The so-called recursion refers to the behavior that the program calls itself in the process of running.

This kind of behavior can not be carried out indefinitely, there must be an exit, called the boundary condition, so the recursion can be divided into three segments: the forward section, the boundary condition reached, and the return segment, in which we can all do some things. for example, the forward section reduces the scale of the problem, and the return section collates the results.

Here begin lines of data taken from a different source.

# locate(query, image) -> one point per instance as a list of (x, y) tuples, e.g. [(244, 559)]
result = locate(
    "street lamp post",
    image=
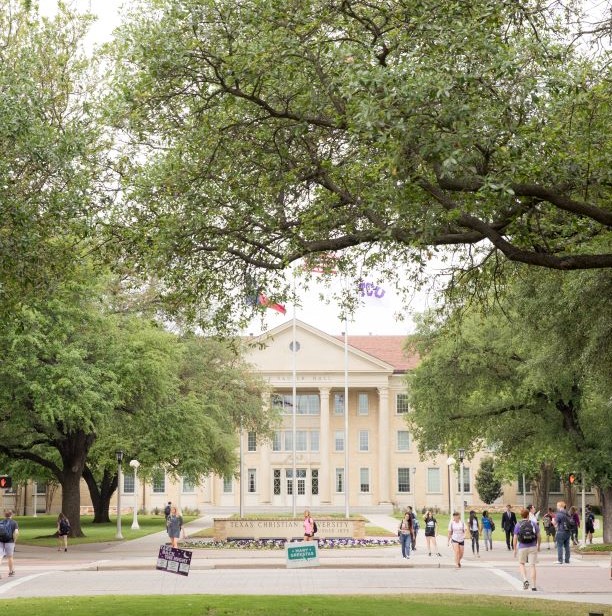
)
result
[(461, 457), (449, 462), (119, 456), (135, 464)]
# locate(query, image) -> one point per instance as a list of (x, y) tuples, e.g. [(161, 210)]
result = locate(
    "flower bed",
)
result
[(279, 544)]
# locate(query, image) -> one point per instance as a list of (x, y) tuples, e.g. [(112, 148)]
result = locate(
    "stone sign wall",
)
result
[(286, 528)]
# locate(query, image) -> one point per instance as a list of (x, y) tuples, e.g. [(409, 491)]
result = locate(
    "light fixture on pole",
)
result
[(119, 456), (461, 457), (135, 464), (449, 462)]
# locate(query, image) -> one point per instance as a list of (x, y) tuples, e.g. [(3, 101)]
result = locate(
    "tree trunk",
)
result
[(73, 450), (100, 495), (605, 496), (541, 487)]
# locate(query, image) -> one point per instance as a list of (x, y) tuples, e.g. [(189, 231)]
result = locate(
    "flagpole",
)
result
[(346, 437), (294, 405)]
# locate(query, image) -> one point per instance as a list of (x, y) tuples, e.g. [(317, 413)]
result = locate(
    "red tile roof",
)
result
[(389, 349)]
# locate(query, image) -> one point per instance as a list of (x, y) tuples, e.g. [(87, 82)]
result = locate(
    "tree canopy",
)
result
[(529, 376), (263, 132)]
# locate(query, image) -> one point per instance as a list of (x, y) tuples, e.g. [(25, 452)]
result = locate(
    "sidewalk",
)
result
[(494, 572)]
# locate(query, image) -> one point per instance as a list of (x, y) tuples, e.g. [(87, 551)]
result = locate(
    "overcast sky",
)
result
[(378, 313)]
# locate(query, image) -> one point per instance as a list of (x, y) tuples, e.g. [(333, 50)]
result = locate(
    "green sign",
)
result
[(304, 554)]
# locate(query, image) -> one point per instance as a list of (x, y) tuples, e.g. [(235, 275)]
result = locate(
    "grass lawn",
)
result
[(214, 605), (40, 530)]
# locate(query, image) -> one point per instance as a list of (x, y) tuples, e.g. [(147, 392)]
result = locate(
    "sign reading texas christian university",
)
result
[(173, 560), (303, 554)]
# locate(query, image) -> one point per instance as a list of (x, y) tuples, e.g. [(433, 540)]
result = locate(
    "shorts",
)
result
[(528, 555), (7, 549)]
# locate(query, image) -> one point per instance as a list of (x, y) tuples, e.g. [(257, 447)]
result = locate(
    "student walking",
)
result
[(549, 527), (527, 542), (562, 537), (474, 526), (508, 524), (431, 525), (9, 529), (406, 532), (488, 526), (456, 537), (63, 530)]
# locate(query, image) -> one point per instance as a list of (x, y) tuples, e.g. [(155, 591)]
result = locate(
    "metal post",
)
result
[(119, 454), (135, 464)]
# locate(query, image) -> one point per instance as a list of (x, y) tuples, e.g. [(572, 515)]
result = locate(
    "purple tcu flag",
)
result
[(173, 560)]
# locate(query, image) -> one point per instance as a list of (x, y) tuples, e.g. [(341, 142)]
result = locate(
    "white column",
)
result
[(265, 481), (324, 470), (384, 448)]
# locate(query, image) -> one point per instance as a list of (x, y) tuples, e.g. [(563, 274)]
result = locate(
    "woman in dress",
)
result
[(474, 526), (487, 530), (430, 532), (406, 532), (174, 525), (456, 537)]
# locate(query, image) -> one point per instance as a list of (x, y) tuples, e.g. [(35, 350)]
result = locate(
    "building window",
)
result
[(301, 440), (364, 480), (403, 480), (289, 480), (307, 404), (466, 480), (340, 480), (314, 478), (288, 440), (433, 481), (339, 440), (251, 481), (128, 482), (301, 479), (159, 482), (401, 403), (338, 404), (363, 404), (188, 486), (364, 440), (314, 440), (403, 440)]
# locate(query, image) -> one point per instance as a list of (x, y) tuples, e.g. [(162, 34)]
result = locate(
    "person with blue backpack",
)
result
[(562, 537)]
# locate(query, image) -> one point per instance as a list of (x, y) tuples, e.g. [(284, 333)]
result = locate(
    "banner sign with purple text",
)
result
[(173, 560)]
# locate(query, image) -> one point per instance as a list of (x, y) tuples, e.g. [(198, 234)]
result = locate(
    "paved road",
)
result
[(129, 568)]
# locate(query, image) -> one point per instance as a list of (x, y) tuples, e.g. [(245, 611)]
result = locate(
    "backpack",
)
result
[(64, 527), (6, 531), (527, 533)]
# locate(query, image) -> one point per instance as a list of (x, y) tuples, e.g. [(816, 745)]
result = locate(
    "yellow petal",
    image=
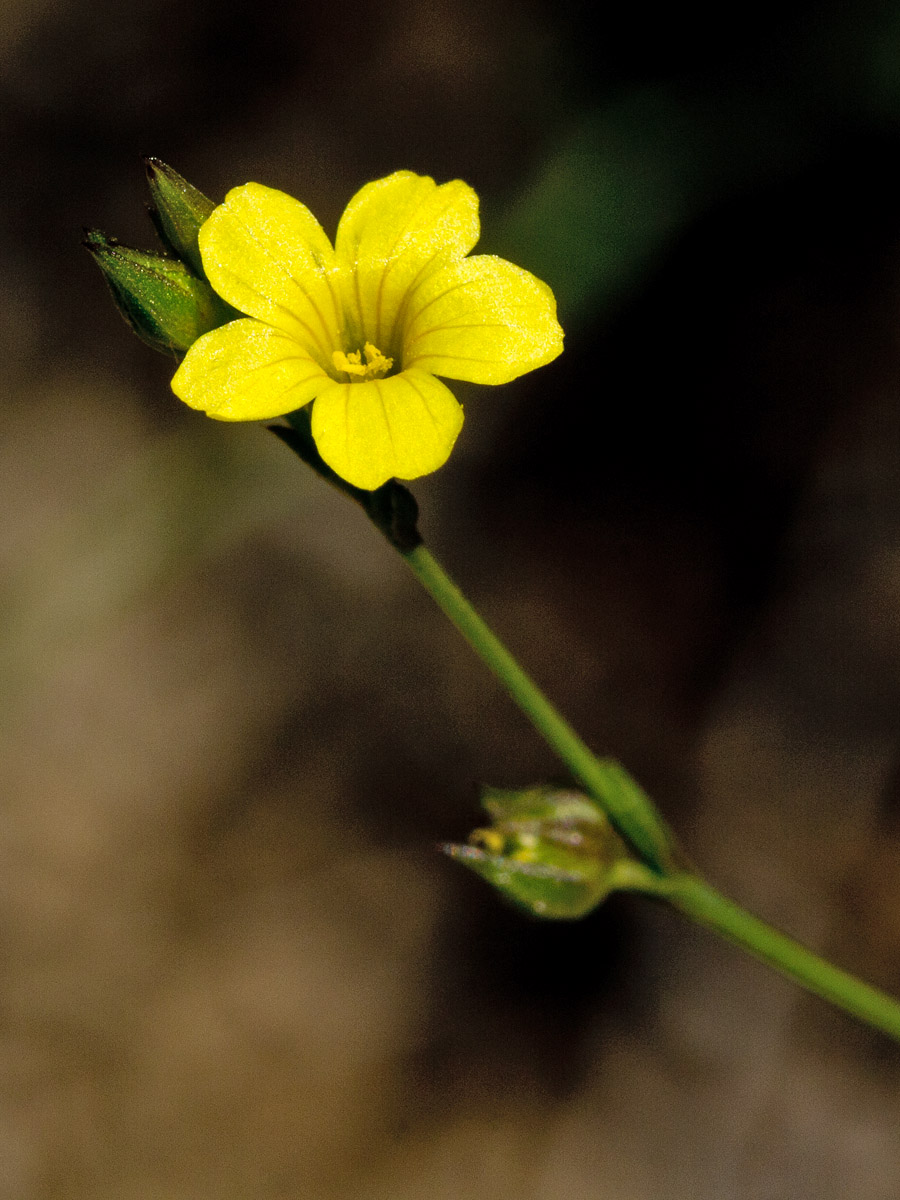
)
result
[(403, 426), (390, 233), (481, 319), (267, 255), (246, 371)]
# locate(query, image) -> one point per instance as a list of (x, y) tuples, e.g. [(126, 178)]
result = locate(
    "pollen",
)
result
[(376, 365)]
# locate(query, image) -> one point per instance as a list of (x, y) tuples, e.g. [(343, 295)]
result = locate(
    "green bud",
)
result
[(161, 299), (552, 852), (178, 213)]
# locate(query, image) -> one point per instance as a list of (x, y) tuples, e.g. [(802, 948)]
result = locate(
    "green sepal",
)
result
[(550, 851), (178, 211), (161, 298)]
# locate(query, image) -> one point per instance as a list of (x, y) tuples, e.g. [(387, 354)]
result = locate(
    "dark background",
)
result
[(232, 964)]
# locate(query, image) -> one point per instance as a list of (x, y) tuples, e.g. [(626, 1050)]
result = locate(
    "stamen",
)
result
[(352, 364)]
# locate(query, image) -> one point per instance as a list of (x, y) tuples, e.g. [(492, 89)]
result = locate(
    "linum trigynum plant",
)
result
[(348, 343)]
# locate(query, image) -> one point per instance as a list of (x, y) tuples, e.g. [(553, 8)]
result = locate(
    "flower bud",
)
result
[(178, 213), (551, 852), (161, 299)]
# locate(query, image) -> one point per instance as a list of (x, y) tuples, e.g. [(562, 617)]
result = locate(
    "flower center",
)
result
[(375, 367)]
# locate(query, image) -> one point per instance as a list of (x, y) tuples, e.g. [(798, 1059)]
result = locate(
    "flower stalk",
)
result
[(275, 321), (634, 815)]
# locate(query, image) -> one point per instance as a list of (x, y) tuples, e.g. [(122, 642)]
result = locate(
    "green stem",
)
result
[(629, 809), (636, 819), (700, 901)]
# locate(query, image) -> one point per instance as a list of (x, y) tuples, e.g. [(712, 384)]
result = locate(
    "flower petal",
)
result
[(267, 255), (369, 432), (389, 234), (247, 371), (481, 319)]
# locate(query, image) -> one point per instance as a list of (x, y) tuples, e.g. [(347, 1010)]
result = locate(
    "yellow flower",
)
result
[(363, 328)]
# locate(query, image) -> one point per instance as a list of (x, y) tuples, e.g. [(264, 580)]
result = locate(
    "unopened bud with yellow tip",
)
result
[(552, 852)]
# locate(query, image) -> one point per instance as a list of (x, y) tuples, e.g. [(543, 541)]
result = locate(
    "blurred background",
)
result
[(233, 730)]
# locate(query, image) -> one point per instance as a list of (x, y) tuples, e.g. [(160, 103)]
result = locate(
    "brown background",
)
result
[(232, 964)]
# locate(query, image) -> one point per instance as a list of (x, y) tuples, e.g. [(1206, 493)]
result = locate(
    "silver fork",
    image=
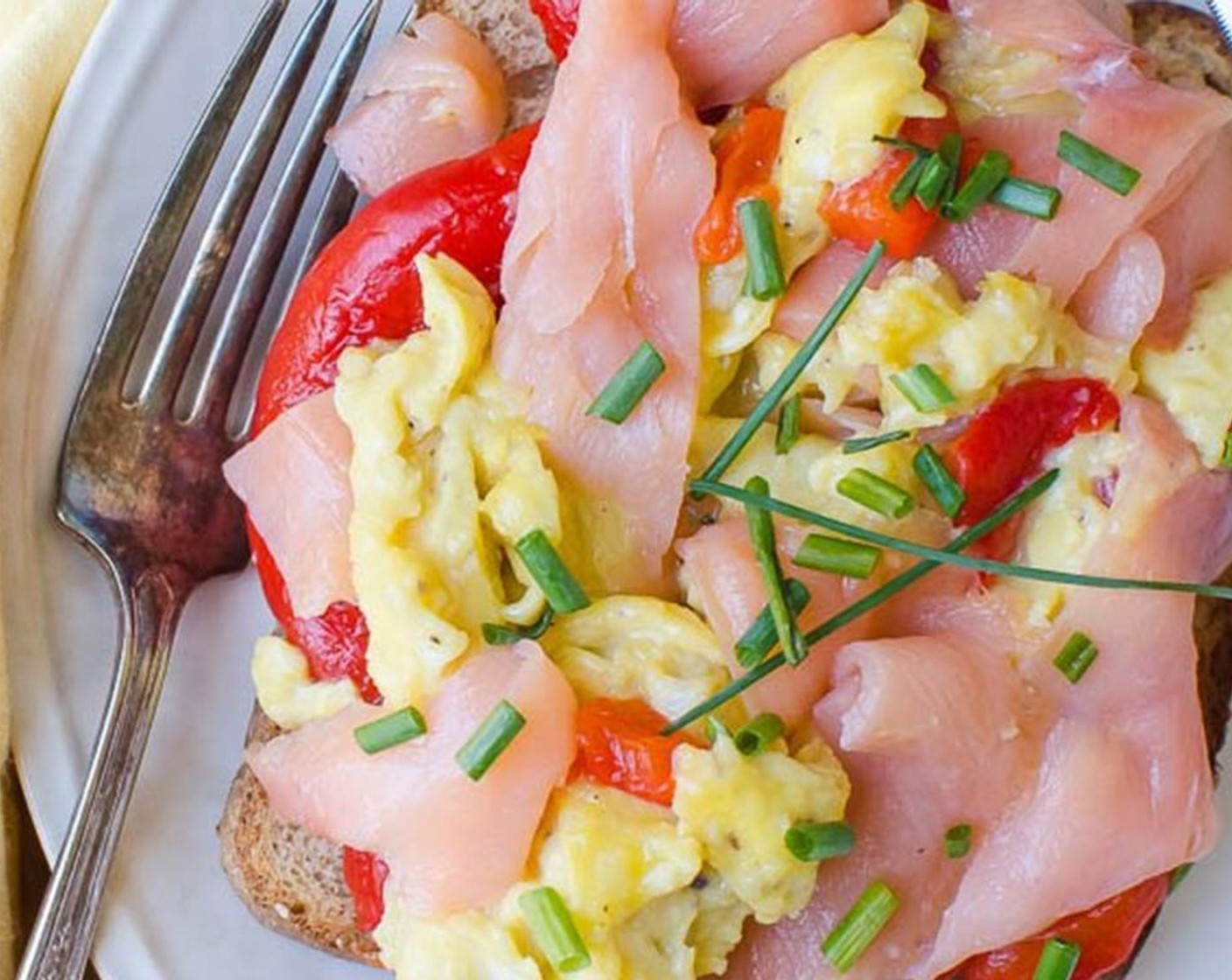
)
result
[(1222, 12), (141, 482)]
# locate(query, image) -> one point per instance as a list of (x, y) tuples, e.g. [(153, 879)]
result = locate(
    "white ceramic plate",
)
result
[(171, 914)]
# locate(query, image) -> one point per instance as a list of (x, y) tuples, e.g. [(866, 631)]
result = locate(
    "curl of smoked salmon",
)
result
[(364, 287)]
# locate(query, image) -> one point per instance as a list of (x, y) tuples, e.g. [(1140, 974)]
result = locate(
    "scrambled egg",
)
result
[(1192, 382), (628, 646), (1063, 523), (917, 317), (740, 808), (984, 78), (836, 100), (284, 688), (446, 476), (468, 946)]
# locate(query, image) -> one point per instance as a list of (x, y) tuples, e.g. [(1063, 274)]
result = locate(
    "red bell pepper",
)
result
[(1004, 444), (365, 875), (746, 157), (365, 286), (620, 746), (1108, 934)]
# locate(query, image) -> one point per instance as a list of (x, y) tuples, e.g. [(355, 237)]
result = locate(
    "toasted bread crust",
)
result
[(290, 880)]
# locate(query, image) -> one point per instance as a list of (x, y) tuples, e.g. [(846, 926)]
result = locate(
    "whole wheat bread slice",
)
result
[(290, 880)]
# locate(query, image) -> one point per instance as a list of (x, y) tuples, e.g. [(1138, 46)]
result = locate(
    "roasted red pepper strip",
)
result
[(1108, 934), (559, 20), (746, 157), (620, 746), (1004, 444), (365, 286), (365, 875), (861, 213)]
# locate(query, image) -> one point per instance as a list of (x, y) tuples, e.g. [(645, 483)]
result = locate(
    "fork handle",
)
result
[(60, 943)]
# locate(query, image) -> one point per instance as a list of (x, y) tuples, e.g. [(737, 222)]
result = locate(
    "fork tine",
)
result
[(157, 389), (135, 300), (231, 343)]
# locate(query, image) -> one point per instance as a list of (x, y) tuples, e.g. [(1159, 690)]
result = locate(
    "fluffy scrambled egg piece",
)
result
[(984, 78), (917, 317), (446, 476), (838, 99), (634, 883), (740, 807), (1063, 523), (1192, 382), (634, 646), (468, 946), (610, 855), (284, 687)]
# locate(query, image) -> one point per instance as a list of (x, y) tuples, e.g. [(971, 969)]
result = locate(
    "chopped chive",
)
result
[(876, 494), (788, 427), (553, 928), (812, 842), (1059, 961), (491, 739), (776, 392), (860, 928), (1096, 164), (1027, 198), (628, 385), (498, 634), (987, 175), (905, 189), (766, 279), (392, 730), (933, 472), (716, 730), (760, 735), (550, 572), (948, 556), (851, 446), (933, 180), (760, 638), (761, 530), (1013, 507), (957, 841), (1075, 657), (951, 150), (838, 556), (921, 386)]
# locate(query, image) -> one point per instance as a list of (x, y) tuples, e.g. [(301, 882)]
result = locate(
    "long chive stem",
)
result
[(775, 394), (961, 561), (1020, 500), (764, 548)]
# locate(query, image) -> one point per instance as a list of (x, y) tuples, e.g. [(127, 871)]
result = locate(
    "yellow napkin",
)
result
[(39, 45)]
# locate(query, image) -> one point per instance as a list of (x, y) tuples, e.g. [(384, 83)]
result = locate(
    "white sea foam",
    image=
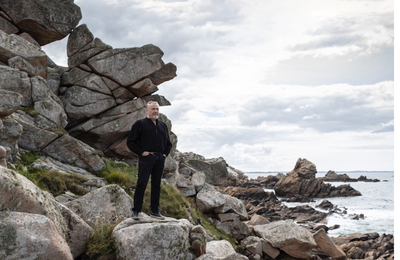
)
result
[(376, 204)]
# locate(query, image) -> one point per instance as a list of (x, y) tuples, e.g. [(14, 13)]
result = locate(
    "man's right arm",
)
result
[(133, 138)]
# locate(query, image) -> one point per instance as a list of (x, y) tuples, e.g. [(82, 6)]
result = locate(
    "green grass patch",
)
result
[(101, 242), (54, 182)]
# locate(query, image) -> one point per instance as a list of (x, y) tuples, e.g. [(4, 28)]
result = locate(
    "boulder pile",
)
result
[(75, 116)]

This may be abstract, let's look at a simple case:

How to add 1 to 100 with recursion?

Everyone can solve the loop by adding up from 1 to 100. The code is as follows:

Public class Sum {public static void main (String [] args) {System.out.println (sumCircle (1,100));} private static int sumCircle (int min, int max) {int sum = 0; for (int I = min; I = max) {return min;} / / reduce the size of the problem int sum = sumRecursive (min, max-1); / / add the current value sum + = max / / return return sum;}

Isn't it easy? It could be simpler:

Private static int sumRecursive2 (int min, int max) {return min > = max? Min: sumRecursive2 (min, max-1) + max;}

six hundred and eighty six?

Therefore, the most important thing to use recursion is to find the boundary conditions, and then let the scale of the problem shrink in the direction of the boundary conditions, until the boundary conditions are reached, and then return in turn, which is also a fast way to achieve recursion.

In this way, it seems easy to use recursion, but does it have any disadvantages?

To understand the shortcomings, we have to start with the nature of recursion.

What is the nature of recursion?

We know that when JVM starts, there is a parameter called-Xss, which does not represent a XSS attack, it refers to the size of the thread stack that each thread can use.

So, what is a thread stack?

Stack we all understand, we have also learned in the previous chapter, the use of stack, you can achieve the function of calculator, very convenient.

The thread stack, as its name implies, refers to the stack used when the thread is running.

So why do threads use stacks when they are running?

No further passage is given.